La Regione Lombardia dichiara guerra ai cinghiali, schierandosi dalla parte degli agricoltori che denunciano danni sempre più ingenti causati da questi animali selvatici. Una delibera approvata su proposta dell'assessore all'Agricoltura Fabio Rolfi ha infatti stabilito che gli agricoltori provvisti di regolare licenza e in possesso di alcuni ulteriori requisiti potranno abbattere i cinghiali tutto l'anno: "È una decisione forte che vuole essere una risposta concreta alla situazione di esasperazione che molti agricoltori sono costretti a vivere – ha commentato l'assessore Rolfi, precisando che la delibera è "un ampliamento dell'attività di contenimento finora riservata solo alla polizia provinciale e ai cacciatori". Secondo i dati diffusi dalla Regione, fra il 2013 e il 2017 sono stati erogati indennizzi per 1.669.989 euro per i danni all'agricoltura causati dai cinghiali. Quasi tremila (2.807) i casi denunciati. Senza contare un altro problema relativo alla massiccia presenza degli ungulati, gli incidenti stradali: almeno 384 quelli provocati da improvvisi attraversamenti degli animali, sinistri risarciti con 606.664 euro.

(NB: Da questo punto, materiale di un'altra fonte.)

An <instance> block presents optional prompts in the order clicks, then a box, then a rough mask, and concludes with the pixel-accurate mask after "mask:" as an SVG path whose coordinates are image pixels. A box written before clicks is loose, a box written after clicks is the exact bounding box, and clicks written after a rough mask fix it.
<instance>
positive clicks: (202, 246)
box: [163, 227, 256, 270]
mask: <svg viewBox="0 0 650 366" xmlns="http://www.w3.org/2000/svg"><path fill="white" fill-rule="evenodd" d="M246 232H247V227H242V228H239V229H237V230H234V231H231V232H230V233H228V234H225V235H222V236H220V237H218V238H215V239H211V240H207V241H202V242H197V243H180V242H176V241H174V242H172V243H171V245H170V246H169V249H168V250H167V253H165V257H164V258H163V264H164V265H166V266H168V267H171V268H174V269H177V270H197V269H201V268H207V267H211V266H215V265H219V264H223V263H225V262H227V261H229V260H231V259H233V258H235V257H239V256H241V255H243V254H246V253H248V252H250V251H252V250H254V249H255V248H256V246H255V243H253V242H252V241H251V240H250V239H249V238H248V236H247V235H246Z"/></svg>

D'accordo con l'assessore Rolfi anche il presidente di Coldiretti Lombardia Ettore Prandini, che aveva chiesto l'estensione del periodo di caccia agli animali riservata agli imprenditori agricoli abilitati. Vi sono però delle condizioni minime che dovranno essere rispettate: chi vorrà abbattere i cinghiali dovrà aver subito danni alle colture nei sei mesi antecedenti la data di presentazione della domanda di autorizzazione, che avrà comunque durata di 12 mesi. Gli agricoltori-cacciatori dovranno inoltre avere regolare porto d'armi ed essere abilitati alla caccia di selezione: gli abbattimenti dovranno inoltre avvenire in sicurezza, comunicandoli prima agli organi di polizia competenti.